Despite the uncertainties of the last presidential election season, renewable energy industries enjoyed a great 2012. For those who believe that renewable sources of energy should play a major role in our nation’s energy mix, 2012 was a banner year, with nearly half of all new electricity generating capacity in the United States coming from renewables.Looking back, 2012 could be viewed as a turning point in the impact of renewable energy on the total energy needs for the United States.
geoAMPS, a technology company located in the Columbus, Ohio, area, is committed to working with renewable energy industries to assist in the development of additional capacity by providing products and services that increase project and organizational efficiency and, ultimately, reduce costs.
geoAMPS has developed an industry-leading comprehensive solution for end-to-end management of renewable energy projects in a paperless environment. Its software product called altAMPS assists companies through the development, construction and ongoing operational stages of alternative energy projects.The process and organizational efficiencies, error elimination and measured cost savings possible by utilizing altAMPS provide opportunities for completion of additional projects. That translates into more capacity in total U.S. electricity generation from renewables. altAMPS increases the nation’s commitment to renewable energy and decreases dependence on fossil fuels and foreign sources of energy.

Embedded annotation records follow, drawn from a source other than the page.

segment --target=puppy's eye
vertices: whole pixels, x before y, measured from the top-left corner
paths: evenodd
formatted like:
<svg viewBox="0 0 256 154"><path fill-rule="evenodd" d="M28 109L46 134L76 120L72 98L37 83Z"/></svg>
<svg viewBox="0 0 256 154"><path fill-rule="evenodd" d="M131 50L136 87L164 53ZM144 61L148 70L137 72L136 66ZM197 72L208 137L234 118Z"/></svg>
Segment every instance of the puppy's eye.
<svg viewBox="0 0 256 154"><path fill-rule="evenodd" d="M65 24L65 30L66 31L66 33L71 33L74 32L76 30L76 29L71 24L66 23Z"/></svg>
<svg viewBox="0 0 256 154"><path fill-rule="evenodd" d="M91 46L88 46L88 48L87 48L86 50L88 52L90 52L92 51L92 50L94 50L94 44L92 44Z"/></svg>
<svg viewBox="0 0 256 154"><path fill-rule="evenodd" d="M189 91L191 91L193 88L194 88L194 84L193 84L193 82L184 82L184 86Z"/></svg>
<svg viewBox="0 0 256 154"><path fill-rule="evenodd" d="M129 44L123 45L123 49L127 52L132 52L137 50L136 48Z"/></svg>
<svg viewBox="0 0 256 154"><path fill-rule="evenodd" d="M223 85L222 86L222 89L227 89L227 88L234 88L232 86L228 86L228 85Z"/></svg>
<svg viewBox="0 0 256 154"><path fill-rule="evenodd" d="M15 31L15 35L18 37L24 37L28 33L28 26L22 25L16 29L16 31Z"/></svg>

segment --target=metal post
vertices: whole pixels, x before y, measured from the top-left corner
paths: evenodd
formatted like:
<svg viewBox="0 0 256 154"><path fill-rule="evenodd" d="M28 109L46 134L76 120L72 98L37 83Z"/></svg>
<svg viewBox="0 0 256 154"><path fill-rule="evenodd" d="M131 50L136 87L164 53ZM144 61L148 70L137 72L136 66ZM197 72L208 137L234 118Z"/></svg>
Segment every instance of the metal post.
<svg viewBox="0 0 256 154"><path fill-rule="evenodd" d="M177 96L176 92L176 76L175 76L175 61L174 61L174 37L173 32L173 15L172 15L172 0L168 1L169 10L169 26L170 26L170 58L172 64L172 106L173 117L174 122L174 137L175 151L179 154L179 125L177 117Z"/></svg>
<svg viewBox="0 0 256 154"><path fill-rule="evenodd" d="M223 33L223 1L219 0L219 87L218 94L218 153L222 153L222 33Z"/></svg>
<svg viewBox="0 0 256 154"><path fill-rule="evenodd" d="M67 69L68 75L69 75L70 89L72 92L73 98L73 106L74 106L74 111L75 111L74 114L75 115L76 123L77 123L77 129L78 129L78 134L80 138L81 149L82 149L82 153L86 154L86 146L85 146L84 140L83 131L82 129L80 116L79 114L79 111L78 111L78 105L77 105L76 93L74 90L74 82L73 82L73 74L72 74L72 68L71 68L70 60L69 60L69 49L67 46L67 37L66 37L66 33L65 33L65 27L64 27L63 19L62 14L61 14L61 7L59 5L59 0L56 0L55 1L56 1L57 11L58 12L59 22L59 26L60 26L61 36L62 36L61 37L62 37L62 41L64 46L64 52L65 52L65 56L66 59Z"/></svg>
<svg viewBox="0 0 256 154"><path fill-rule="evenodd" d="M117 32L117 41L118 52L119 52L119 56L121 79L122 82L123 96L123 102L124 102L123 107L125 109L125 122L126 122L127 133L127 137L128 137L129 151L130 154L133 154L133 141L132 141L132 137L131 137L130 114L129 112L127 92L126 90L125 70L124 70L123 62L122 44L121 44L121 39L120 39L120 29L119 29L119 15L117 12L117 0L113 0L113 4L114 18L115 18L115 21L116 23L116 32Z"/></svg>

altAMPS offers time-saving tools, such as lease management, meteorological tower management, royalty payment calculator, bulk update, automatic reminders, payment tracker and scheduler, workflow and import-export capabilities, all of which make this powerful software invaluable for companies involved in renewable energy.The Federal Energy Regulatory Commission’s Office of Energy Projects reports that renewable sources of energy – wind, solar, biomass, geothermal and hydropower – accounted for 49.1 percent of all new domestic electric generating capacity installed during 2012. The total new capacity from renewables was 12,956 megawatts (MW). More than one quarter of that capacity – 3,276 MW – came online during December 2012.
Most of that new capacity came from wind power. In fact, wind took the lead in new electricity capacity among all sources of energy, setting a new record by installing 44 percent of all new power generation capacity in the U.S. That level of new power generation exceeded the 30 percent added by natural gas, which is especially remarkable considering the unprecedented low prices for natural gas. Total new power generation from wind in 2012 was 10,689 MW.Wind accounted for 6 percent of total electricity generation in the United States during 2012.
But we should not ignore the impact of other sources of renewable energy. Solar added 1,476 MW, biomass 543 MW, geothermal steam 149 MW and geothermal water 99 MW.By comparison, new natural gas generation totaled 8,746 MW (33.15 percent), coal 4,510 MW (17.09 percent), nuclear 125 MW (0.47 percent) and oil 49 MW (0.19 percent).
New capacity from renewable energy sources increased by 51.16 percent, compared to 8,571 MW added in 2011. In 2011, renewables accounted for 39.33 percent of all new electric generation.As new projects are constructed and go online, the percentage of overall power generation through renewables is grows. Renewable sources now account for 15.40 percent of total U.S. operating capacity. That breaks down to 8.47 percent water, 4.97 percent wind, 1.3 percent biomass, 0.34 percent solar, and 0.32 percent geothermal. This total exceeds nuclear at 9.24 percent and oil at 3.57 percent. Generating capacity is not the same as actual generation. Net electrical generation from renewable sources now totals 13 percent.
President Barack Obama has been a strong supporter of renewable sources of energy. That support shows no sign of waning. The Production Tax Credit has been extended. And, the president devoted a substantial portion of his inaugural address to reaffirm his commitment to combating climate change and investing in what he called “sustainable” sources of energy.There is an increasing commitment to renewable energy worldwide. Canada continues a strong push toward adding electric generation through renewables. Several large hydroelectricity projects have recently started or were completed last year.